Students read the poem to each other in pairs and try to make sense of it. What is the initial impact of the poem? Even if they can't make sense of the words, do they seem to have a general theme or tone? Do they recognise any of the phrases? What do they notice about the use of punctuation and the form or structure of the poem? Get some of them to attempt a reading to the class and get feedback from their discussions.
1. Pause the discussion of the poem and hand out the national anthems sheet and the religious passages sheet. Get the students to read and discuss the three patriotic anthems and the two religious pieces. First of all, can they spot what these have in common with cummings' poem? Second, what do they feel about the national anthems? What kinds of sentiments do they express, what kind of language do they use, and what do they have in common? Third, what do they feel about the religious pieces, and what do they have in common with the patriotic pieces?
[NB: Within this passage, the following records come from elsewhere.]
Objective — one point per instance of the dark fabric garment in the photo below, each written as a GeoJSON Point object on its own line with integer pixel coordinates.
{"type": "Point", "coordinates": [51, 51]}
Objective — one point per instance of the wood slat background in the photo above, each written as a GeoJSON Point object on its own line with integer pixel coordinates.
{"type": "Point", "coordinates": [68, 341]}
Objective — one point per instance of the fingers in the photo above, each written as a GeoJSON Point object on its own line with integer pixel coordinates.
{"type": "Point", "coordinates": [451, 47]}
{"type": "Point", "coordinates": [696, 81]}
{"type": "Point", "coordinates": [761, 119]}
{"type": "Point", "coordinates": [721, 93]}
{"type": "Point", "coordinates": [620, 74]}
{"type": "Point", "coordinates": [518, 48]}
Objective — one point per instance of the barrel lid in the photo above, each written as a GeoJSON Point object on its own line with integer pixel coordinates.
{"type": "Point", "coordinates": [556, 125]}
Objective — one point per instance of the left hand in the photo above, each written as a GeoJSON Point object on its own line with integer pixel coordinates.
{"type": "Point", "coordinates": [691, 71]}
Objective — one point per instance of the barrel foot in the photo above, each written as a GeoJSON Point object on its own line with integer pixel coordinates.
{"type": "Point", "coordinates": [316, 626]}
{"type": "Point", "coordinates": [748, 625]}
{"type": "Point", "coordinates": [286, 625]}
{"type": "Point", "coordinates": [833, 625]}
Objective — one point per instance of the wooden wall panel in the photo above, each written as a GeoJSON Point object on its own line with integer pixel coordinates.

2. Now return to cummings' poem. Does their reading of the other pieces help them to understand what the cummings is about, and how it is written? At this point, having found the sources of the allusions, they should be able to detect the way in which cummings has elided a number of well-known phrases to make a kind of verbal collage. Point out to students that the first 13 lines of the poem are in fact a speech, whilst the 14th line is narration. Then ask the students to write a punctuated version of the speech. What do they make of the phrases for which they have not seen the sources?
3. Play the Poetry Archive recording of cummings reading the poem. Does this change or confirm the students' view of the poem? How does his manner of reading the poem affect their interpretation - especially his use of pauses and his tone? At this stage, draw out the satirical tone and style of the poem. Ask students to discuss the form and structure of the poem: do they notice that it is a sonnet? Why do they think cummings might have chosen the form of a sonnet?
4. Pause discussion of the poem again. Hand out or display the two Dada paintings and get students to talk about what they see in the paintings. Then ask them if they seem to have anything in common with cummings' poem. Draw out the following features of modernist art and poetry:
- Fragmentation, collage, breakdown of conventions
- Satire, especially of military and patriotic figures
(Students could also at this point read the Wikipedia entry on Dada which describes the anti-war origins of the Dada movement.)
5. Finally, play the recording of another cummings poem, 'anyone lived in a pretty how town', and show students the poem. Although this is a very different kind of poem in some ways, can they see cummings using similar techniques in both poems?
Hand out or display the list of features of modernism and ask students to discuss which of these features the poems and paintings display. Finally, ask them to sum up how effective they feel cummings' use of these features is.